The Campaign That Couldn’t Shoot Straight, Part II: From The Ether

This week, we’ve been looking at the DFL-endorsee Brian Barnes and his campaign for the MN Third Congressional District seat held by Erik Paulsen.  Yesterday we noted they bobbled a niggling but, er, Federal regulation on their new batch of lawn signs.

Today?  We’ll get serious.

Earlier this week, the Barnes campaign sent a fundraising email to their mailing list; they just spent a ton of money getting a Minneapolis creative agency to produce a TV ad, and those don’t come cheap.

That’s fine.  Everybody does it.

But here’s where it gets interesting.  The third paragraph in the email says (I’ve added the emphasis):

Every dollar at this point goes toward getting our message to persuadable voters.

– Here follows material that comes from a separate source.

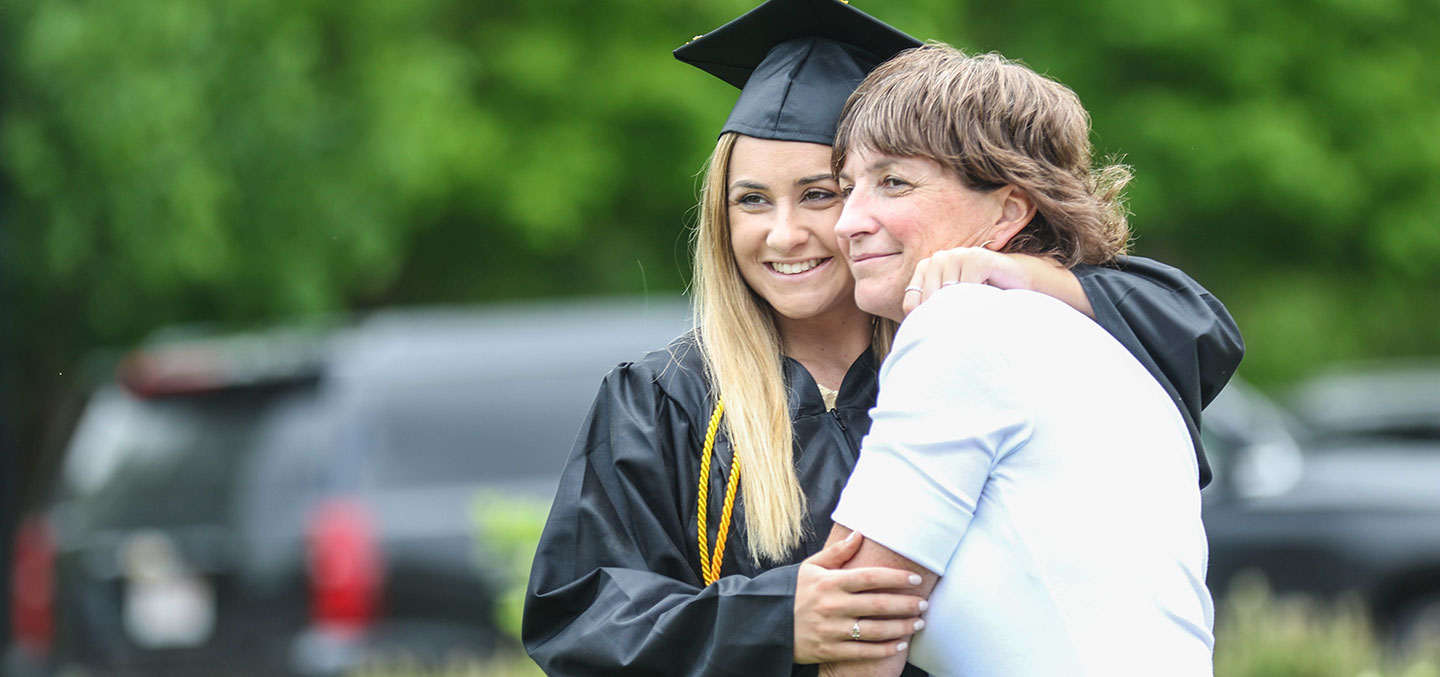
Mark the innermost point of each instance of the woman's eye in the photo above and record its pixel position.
(818, 195)
(750, 200)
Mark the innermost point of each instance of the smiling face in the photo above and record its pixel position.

We have been steadily closing the gap on Congressman Paulsen. We started with voters supporting Barnes 24% and Paulsen 39% in May, and we’ve gained 20 points to his 8! In fact, he is beginning to lose voters since we’ve been successfully showing voters he only talks like Jim Ramstad, but he votes more extreme than Michele Bachmann.

Let’s back that up for a moment; amid the awkward phrasing (are they claiming the race is 47-44 or not?), there are some questions.

What polling?

According to sources familiar with the history of the race, Barnes’ former campaign manager, Tom Beckfield, last month said that there had been no polling in this race.  That’s as of August.  And we know that the Democratic Congressional Campaign Committee, the Dems’ national campaign organization and warchest, had done no polling in the 3rd CD – or at least they’d not released any into the public domain.  So if Barnes has national polls, they’re illegal.

Beyond that?  The campaign included no polling expenditures in their FEC reports through July.

But the fundraising email claims to have tracked results from May through the present.  Via what polling?

The source notes that the Barnes campaign is doing intermal push-polling.  Are these the results that the email is trumpeting?

Since the campaign reports no polling expenses, and the DCCC hasn’t done it, what else could it be?

If you see Brian Barnes, ask him if you could.

(There are times I wonder – what if we had a group – perhaps a whole industry, with printing presses and transmitters and stuff, whose job it could be to check this sort of crap out?)

Tomorrow:  If you live in Waconia or Minnetonka, one of Barnes’ staffers has something to say to you.

3 thoughts on “The Campaign That Couldn’t Shoot Straight, Part II: From The Ether

  1. Obviously, these DemocRATs are getting more desperate.

    Melisa Franzen was out campaigning on Saturday and happened to catch me doing yard work. Like the rest of her fellow libidiot candidates, she tried to tell me that she is a moderate. Claiming that her corporate experience as an attorney at Target gives her a perspective on excessive government spending, she used the fact that she was born and raised in Puerto Rico where government spending is out of control. I pulled out the trump card and asked her about gun control. She laughed and said; “well, let me put it this way. My husband was raised on a farm near Little Falls. If I were to even breathe that topic around them, they would probably disown me. I have no problems with legal gun owners or conceal and carry.” Despite flyers that we have received about her being “hand picked” by Alita Messenger, she claimed that she has received no money from AFABM. She was supposed to send me her proof, but I haven’t seen it yet.

  2. I’m in the dead Red heart of the 3rd, Kurt Zellers district in Maple Grove. The chances of a Barnes volunteer showing up at my door are similar to the chances Mark Dayton will propose a budget that doesn’t call for tax increases. I haven’t even seen a Barnes yard sign, wouldn’t know who was running against Eric if I didn’t pay attention.